Führung in einem Konzern mit mehr als 35.000 Mitarbeitenden bedeutet vor allem „Übersetzen und Erklären“. So bringt es Petra Scharner-Wolff, die Vorstandsvorsitzende der Otto Group, auf den Punkt. „Es reicht nicht, eine Strategie zu verkünden. Ich muss sie vor Ort vermitteln und zeigen, wie jeder Einzelne Teil davon ist“, sagt sie. Daher reist sie regelmäßig zu den Teams in den Logistikzentren und spricht mit Trainees ebenso wie mit dem Management. „Unsere Mitarbeitenden beobachten sehr genau, ob wir als Führungskräfte das vorleben, was wir sagen. Und sie merken sofort, wenn wir es nicht tun.“
Auch Jens Lund, CEO des dänischen Logistikriesen DSV, sieht die größte Herausforderung moderner Führung in der Kulturarbeit. „Transformation lässt sich nicht allein über Prozesse steuern“, so der Manager. „Wenn sich alles verändert, müssen wir bereit sein, zu experimentieren und Fehler zu akzeptieren.“ Entscheidend sei eine Atmosphäre psychologischer Sicherheit, in der Widerspruch erlaubt ist und Lernen möglich bleibt. „Am Ende zählt nicht, was auf einer Power-Point-Folie steht, sondern was in der täglichen Arbeit passiert.“
Verunsicherung der Mitarbeiter
Warum ist Leadership heutzutage überhaupt so wichtig? Es sind die Umbrüche und die teilweise rasante technologische Entwicklung, die Mitarbeiter schnell verunsichern können. „Motivation und Sinnvermittlung sind wichtiger denn je“, betont Ashwin Bhat, CEO von Lufthansa Cargo. Seine Definition von Leadership stellt hohe Ansprüche an den Umgang mit der Belegschaft. „Führung heißt, Frustration einzuatmen und Begeisterung auszuatmen“, sagt Bhat. „Unsere Aufgabe ist es, Optimismus auszustrahlen – gerade in schwierigen Zeiten.“ Mitarbeitende wollten heute verstehen, welchen Beitrag sie leisten und warum ihre Arbeit relevant ist.

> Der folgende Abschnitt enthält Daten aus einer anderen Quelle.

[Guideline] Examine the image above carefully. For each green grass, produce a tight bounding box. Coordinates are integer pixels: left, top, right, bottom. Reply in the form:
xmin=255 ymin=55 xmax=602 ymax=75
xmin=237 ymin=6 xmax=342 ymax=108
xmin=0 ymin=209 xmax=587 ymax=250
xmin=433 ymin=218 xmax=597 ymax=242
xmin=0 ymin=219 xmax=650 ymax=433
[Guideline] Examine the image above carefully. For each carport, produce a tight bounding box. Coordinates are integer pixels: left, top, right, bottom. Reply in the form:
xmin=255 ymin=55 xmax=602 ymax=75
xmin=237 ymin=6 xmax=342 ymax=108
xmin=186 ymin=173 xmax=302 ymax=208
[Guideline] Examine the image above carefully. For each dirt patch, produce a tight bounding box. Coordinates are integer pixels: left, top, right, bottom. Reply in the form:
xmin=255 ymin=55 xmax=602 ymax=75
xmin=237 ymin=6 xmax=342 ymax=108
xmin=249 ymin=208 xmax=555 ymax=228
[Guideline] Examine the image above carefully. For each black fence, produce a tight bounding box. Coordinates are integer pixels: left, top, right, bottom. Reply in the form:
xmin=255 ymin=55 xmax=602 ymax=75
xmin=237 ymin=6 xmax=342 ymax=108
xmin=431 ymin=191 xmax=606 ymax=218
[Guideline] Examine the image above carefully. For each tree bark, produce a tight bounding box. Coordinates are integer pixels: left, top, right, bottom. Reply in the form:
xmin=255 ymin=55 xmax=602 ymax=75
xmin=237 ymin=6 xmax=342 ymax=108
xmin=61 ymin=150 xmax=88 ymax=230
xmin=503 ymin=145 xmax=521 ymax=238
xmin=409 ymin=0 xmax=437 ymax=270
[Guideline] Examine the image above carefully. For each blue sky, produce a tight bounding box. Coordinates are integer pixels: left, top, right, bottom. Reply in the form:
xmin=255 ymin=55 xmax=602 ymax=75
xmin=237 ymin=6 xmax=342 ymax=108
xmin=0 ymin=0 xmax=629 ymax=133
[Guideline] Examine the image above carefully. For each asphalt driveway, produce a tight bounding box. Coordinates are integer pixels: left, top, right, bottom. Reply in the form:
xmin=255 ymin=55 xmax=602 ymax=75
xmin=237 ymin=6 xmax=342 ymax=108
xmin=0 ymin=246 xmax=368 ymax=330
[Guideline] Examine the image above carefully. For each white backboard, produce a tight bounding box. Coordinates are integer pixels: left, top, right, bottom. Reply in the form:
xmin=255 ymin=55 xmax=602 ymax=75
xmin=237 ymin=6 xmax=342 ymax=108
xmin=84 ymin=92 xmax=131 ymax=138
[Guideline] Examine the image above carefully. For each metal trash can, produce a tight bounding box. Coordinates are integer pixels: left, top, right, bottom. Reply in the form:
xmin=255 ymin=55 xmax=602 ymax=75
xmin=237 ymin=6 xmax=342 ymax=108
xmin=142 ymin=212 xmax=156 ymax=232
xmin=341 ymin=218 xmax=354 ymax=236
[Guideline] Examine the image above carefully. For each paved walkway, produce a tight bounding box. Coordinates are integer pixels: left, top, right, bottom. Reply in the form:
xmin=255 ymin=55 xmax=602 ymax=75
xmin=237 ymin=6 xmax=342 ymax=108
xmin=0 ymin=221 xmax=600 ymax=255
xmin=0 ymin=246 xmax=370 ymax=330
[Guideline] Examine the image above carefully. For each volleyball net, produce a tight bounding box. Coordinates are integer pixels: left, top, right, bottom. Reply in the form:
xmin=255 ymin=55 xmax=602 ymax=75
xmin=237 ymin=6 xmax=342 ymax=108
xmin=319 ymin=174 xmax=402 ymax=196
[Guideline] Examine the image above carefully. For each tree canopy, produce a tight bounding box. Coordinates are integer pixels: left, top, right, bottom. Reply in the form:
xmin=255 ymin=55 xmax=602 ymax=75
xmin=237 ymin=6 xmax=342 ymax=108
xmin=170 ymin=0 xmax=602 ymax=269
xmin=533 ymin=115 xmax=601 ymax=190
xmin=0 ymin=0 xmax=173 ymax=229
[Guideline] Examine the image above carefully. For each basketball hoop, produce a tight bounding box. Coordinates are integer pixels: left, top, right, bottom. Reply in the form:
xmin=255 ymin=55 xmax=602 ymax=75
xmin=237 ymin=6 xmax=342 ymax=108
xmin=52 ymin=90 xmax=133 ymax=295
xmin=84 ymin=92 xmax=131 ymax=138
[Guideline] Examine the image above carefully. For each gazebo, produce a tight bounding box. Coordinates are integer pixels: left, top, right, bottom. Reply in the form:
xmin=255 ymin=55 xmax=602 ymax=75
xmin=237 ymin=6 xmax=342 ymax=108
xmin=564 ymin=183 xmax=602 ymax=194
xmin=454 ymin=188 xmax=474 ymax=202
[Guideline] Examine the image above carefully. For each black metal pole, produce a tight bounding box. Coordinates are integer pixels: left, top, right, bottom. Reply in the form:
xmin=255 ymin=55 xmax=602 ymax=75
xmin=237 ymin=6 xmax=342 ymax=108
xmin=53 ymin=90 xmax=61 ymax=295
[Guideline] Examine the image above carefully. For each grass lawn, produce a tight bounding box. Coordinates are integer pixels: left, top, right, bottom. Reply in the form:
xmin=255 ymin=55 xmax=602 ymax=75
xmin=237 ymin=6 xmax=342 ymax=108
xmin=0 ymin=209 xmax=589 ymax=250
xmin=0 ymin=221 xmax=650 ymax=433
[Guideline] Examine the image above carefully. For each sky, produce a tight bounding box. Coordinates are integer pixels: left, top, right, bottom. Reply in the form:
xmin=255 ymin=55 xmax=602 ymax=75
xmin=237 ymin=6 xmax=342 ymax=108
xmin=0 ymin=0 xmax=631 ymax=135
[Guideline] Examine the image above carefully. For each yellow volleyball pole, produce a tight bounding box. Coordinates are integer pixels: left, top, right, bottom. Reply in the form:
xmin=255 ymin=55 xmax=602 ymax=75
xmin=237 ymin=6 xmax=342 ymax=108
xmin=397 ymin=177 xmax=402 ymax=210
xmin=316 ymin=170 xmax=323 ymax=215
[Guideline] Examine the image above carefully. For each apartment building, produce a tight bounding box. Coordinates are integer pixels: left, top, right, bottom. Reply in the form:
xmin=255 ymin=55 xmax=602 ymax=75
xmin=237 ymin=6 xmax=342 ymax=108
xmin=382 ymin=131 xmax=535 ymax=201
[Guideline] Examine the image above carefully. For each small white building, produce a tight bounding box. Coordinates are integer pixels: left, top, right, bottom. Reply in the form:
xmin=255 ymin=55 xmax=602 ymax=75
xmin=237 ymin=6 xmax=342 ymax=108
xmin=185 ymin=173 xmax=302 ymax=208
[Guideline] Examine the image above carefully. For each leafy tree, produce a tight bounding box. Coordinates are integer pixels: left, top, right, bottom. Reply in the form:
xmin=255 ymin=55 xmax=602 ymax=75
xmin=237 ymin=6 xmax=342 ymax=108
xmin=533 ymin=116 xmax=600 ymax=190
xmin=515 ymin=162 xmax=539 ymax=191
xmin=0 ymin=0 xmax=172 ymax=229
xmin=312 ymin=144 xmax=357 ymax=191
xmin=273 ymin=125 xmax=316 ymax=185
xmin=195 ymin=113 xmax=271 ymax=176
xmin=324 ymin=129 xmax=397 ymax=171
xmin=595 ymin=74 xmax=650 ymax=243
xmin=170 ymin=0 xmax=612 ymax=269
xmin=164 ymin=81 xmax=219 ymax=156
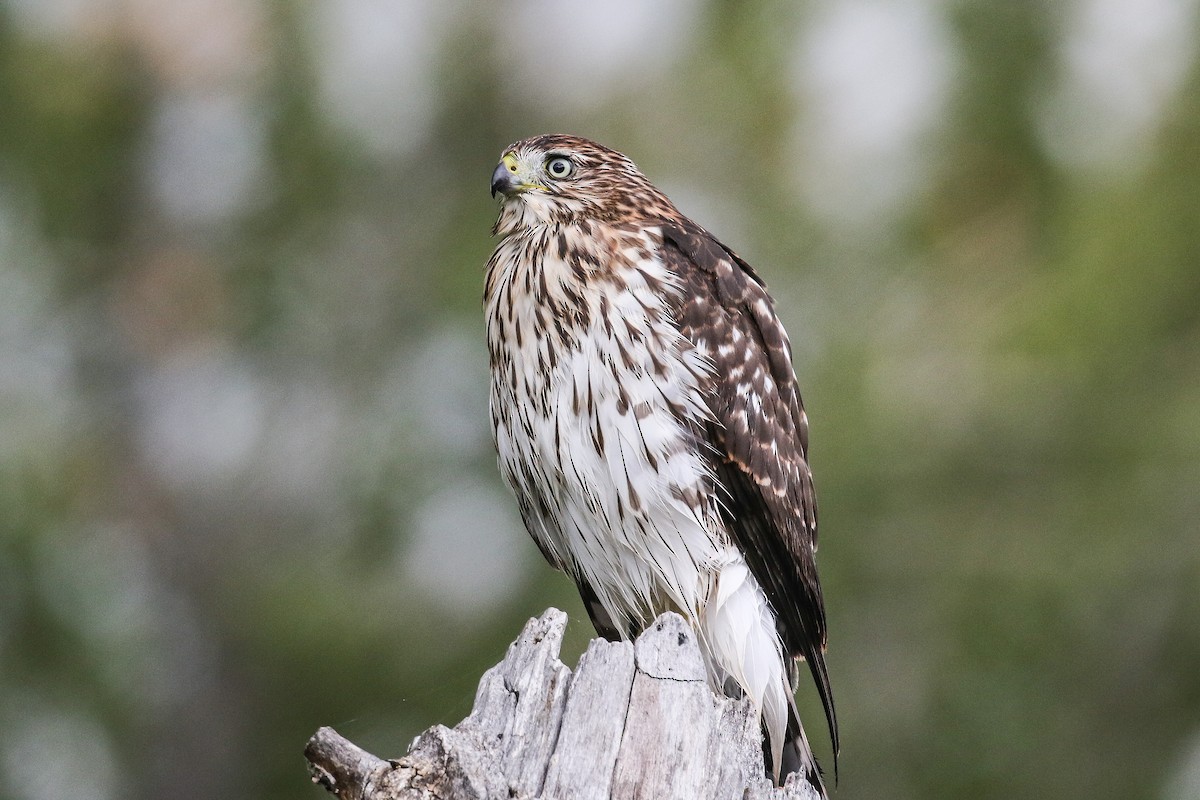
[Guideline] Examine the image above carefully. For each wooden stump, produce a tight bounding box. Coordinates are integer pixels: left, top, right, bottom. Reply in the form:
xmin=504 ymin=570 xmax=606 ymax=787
xmin=305 ymin=608 xmax=817 ymax=800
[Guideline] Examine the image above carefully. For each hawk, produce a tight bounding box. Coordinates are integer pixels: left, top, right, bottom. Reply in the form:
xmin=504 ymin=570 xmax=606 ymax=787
xmin=484 ymin=134 xmax=839 ymax=795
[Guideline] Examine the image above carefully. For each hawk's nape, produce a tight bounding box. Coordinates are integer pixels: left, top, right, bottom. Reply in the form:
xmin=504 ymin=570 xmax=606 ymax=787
xmin=485 ymin=134 xmax=839 ymax=793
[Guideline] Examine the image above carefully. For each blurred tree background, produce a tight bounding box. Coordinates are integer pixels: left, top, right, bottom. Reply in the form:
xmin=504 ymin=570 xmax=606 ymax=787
xmin=0 ymin=0 xmax=1200 ymax=800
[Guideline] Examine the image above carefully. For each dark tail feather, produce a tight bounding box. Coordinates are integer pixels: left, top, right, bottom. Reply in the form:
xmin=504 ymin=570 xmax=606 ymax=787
xmin=788 ymin=650 xmax=841 ymax=784
xmin=779 ymin=709 xmax=829 ymax=800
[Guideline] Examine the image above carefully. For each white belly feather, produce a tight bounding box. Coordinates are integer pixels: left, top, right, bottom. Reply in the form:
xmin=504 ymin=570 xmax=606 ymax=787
xmin=486 ymin=221 xmax=792 ymax=765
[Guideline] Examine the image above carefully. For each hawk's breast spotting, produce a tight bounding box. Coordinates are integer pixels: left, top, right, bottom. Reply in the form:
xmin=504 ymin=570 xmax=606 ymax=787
xmin=485 ymin=136 xmax=836 ymax=792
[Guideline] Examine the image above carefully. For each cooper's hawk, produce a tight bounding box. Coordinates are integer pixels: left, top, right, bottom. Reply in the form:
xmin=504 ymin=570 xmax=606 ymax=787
xmin=485 ymin=134 xmax=838 ymax=794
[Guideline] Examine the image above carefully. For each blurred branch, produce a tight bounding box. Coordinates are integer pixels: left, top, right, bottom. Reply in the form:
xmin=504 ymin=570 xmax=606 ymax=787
xmin=305 ymin=608 xmax=815 ymax=800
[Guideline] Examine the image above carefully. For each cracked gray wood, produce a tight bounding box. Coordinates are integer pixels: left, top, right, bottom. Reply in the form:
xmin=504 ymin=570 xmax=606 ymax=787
xmin=305 ymin=608 xmax=817 ymax=800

Eine zeitgemäße Führung zeichnet sich zudem durch eine überzeugende interne Kommunikation aus. Die klassischen Top-down-Ansätze reichen nach Ansicht aller drei nicht mehr aus. Lufthansa Cargo identifiziert laut Bhat inzwischen „interne Influencer“. Das sind Mitarbeitende, die über ihre Netzwerke positive Stimmung verbreiten und damit Veränderungen mittragen. Junge Generationen ließen sich nicht durch Anweisungen, sondern durch Begeisterung erreichen.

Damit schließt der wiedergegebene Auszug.